The kitchen sink prompt is the engineering equivalent of a requirements document that tries to specify everything in one paragraph. The OpenAI Cookbook recommends breaking complex tasks into subtasks. This is the prompt engineering version of the single responsibility principle: each prompt should do one thing well, not fourteen things adequately.

Anti-Pattern 5: Write One Prompt, Ship It

18Grounding note

HELM tested 30+ language models on 42 scenarios with 7 metrics each. The variance across prompt phrasings was often larger than the variance across models. Let that sink in: how you phrase the prompt can matter more than which model you use. And yet most teams spend weeks evaluating models and minutes evaluating prompts.

Anti-Pattern 6: Ignoring the System Prompt

19Grounding note

Both OpenAI and Anthropic document the system prompt as the mechanism for setting behavior, persona, tone, and guardrails.
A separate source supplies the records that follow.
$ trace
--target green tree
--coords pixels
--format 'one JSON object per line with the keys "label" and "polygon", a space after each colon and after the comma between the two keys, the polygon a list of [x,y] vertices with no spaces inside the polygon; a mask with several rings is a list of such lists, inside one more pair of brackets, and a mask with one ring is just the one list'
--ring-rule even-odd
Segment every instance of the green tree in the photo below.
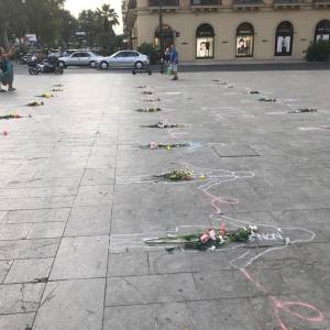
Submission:
{"label": "green tree", "polygon": [[0,33],[1,44],[8,50],[10,47],[10,33],[18,29],[15,22],[22,22],[24,18],[24,8],[22,0],[1,0],[0,1]]}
It's not a suggestion. It's the primary control surface for production deployments. Teams that put everything in the user message are using a screwdriver to hammer nails.
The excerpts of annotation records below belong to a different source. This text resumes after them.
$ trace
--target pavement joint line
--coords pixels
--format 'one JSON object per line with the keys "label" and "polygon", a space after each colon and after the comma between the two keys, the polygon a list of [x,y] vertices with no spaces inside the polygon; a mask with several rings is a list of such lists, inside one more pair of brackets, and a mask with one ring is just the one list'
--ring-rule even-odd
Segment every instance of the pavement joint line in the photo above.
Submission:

Anti-Pattern 7: Trusting the Input

20Grounding note

The indirect injection paper changed the threat model entirely. Before it, prompt injection was a user-facing problem: don't let users type "ignore previous instructions." After it, the attack surface includes every piece of external data the model touches. RAG pipelines are particularly exposed because the whole point is feeding the model content it hasn't seen before.

21Grounding note

HackAPrompt is the red-team-at-scale paper. The fact that they ran it as a competition and still found bypasses for every defensive strategy tells you something about the maturity of prompt-level defenses. Defense in depth isn't optional. A single layer of prompt defense is a single point of failure.

For Practitioners

22Grounding note

This is test-driven development for prompts. Write the test first. Then write the prompt to pass the test. Most teams do it backwards: write the prompt, eyeball the output, call it done. TDD for prompts isn't glamorous, but it's the single highest-leverage practice for production prompt engineering.

23Grounding note

I keep coming back to the HELM finding: how you phrase the prompt can matter more than which model you use. Teams spend weeks evaluating GPT-4 vs Claude vs Gemini and minutes evaluating their prompt formulations. The leverage is inverted. Fix the prompt first. Then evaluate the model.